Proof that the NBA has set this city on fire: Me. One year ago, you couldn’t pay me to watch 48 minutes of NBA basketball. But over the past three weeks, I have watched seven preseason games in their entirety. Heck, I even started a blog to talk about the NBA. If you would’ve told me I would do that 12 months ago, I would’ve kicked you in the nards to see if you had a pulse.

As a life-long Oklahoman and someone that bleeds Oklahoma, this is as big a moment as I can think of, outside of any of the seven national championships the Sooners have claimed. (Look, as much as we love the Thunder, nothing, and I mean nothing, will knock OU football from the top of the mountain.) As I walked on OU’s campus this morning, in a matter of minutes I saw a handful of students wearing Thunder shirts and Durant jerseys. And when I saw them, it hit me. I stopped. I smiled. I can’t believe I am going to an NBA basketball game tonight for my hometown team.

This state’s idols have been guys named Bud, Barry, Bob, Barry (Sanders), Eddie, Adrian and a slew of other college stars. Oklahoma is a state rabid about college sports and the Thunder will never nudge Oklahoma State or Oklahoma. But there’s a spot for this team. And that was shown by the 13,000 strong that ate up season tickets in five days. OKC is one of four cities with season ticket waiting lists. Let me say that again: Oklahoma City is in the same company as Boston, Los Angeles and Phoenix. Oklahoma City. Mind blowing.

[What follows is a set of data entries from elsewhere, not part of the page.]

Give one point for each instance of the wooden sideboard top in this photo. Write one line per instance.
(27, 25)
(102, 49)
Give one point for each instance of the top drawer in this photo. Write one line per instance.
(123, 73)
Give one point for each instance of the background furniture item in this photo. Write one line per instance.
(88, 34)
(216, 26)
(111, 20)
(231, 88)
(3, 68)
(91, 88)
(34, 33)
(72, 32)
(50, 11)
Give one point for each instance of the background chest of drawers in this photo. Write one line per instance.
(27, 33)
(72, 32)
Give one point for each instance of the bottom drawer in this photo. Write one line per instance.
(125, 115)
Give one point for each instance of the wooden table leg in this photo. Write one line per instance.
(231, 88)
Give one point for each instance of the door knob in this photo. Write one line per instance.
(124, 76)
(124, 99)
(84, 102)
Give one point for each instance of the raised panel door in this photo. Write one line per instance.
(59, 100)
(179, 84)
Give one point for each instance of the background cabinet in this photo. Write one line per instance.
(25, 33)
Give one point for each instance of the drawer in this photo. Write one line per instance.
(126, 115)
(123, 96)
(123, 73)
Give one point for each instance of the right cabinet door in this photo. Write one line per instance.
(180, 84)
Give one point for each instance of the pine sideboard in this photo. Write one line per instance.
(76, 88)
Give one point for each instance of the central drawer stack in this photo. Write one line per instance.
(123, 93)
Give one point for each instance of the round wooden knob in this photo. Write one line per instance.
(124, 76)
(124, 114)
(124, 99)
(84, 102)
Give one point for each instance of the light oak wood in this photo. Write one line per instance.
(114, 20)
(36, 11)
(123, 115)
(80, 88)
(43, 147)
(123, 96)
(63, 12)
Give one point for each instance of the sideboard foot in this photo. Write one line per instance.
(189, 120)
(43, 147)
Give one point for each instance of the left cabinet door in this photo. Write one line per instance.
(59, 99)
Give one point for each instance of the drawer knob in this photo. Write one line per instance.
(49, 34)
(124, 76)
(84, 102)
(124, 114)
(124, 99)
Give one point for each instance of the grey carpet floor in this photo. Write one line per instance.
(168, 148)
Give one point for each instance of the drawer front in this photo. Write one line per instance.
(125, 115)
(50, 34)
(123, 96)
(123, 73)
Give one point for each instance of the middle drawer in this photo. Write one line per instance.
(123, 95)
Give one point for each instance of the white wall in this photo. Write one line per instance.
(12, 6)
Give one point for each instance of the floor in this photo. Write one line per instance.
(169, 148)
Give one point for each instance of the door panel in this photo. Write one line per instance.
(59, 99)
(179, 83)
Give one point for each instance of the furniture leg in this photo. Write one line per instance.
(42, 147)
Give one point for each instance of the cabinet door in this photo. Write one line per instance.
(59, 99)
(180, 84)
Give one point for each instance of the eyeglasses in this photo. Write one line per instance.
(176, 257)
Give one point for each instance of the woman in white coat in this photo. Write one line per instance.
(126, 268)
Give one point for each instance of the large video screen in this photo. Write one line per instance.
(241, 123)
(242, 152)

So you outsides, hate on Oklahoma City all you want. Call them the Bennett City Hijackers, call them Kevin Durant’s team, or don’t even acknowledge them at all. But just know that this city finally has something to hold on to – an identity outside of what happened on April 19, 1995 or what you perceive us to be. It’s a fairy tale and us Oklahomans can’t believe it’s real. There’s professional basketball in Oklahoma and no one can take that from us. You can bash us, make fun of us and laugh at us – but you’ll never steal our Thunder.